BIPOC TV & Film has launched its first Showrunner Training Bootcamp, a workshop intensive for mid- to upper-level Canadian writers and content creators.
The boot camp is led by writer and executive producer Anthony Q. Farrell and will include special guest instructors and panelists from the U.S. and Canada. It has been co-designed by writer and producer Jinder Oujla-Chalmers with support from BIPOC TV & Film.
The program will train up to 50 Canadian BIPOC writers on best practices in managing and staffing their writing rooms, managing production and post-production schedules and managing relationships with stakeholders, including production companies and broadcasters.

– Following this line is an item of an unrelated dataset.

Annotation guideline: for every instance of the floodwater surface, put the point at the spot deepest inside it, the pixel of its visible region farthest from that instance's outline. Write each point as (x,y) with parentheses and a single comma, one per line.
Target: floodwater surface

Participants will also be invited to observe Farrell showrun during one of his upcoming TV series writing rooms.
The boot camp will be open to writers who are Black, Indigenous or people of color who have or have had a TV or web series in development with a Canadian broadcaster or production company, a minimum of co-producer credit on a Canadian TV or web series, or a story editor credit on an animated series.
“A nice thing about the Canadian entertainment industry right now is that more doors are opening for BIPOC creators,” said Farrell. “It’s a beautiful thing. What I’m noticing though, is that many of those creators are being thrown into showrunning without any real preparation or support. The goal of this program is to get mid- and upper-level writers ready for the jump to showrunning, demystify elements of the role that are new to them and inspire them to take creative control of their series. We’ll go through the nuts and bolts of the job so they’re mostly ready for the opportunity if and when it arises.”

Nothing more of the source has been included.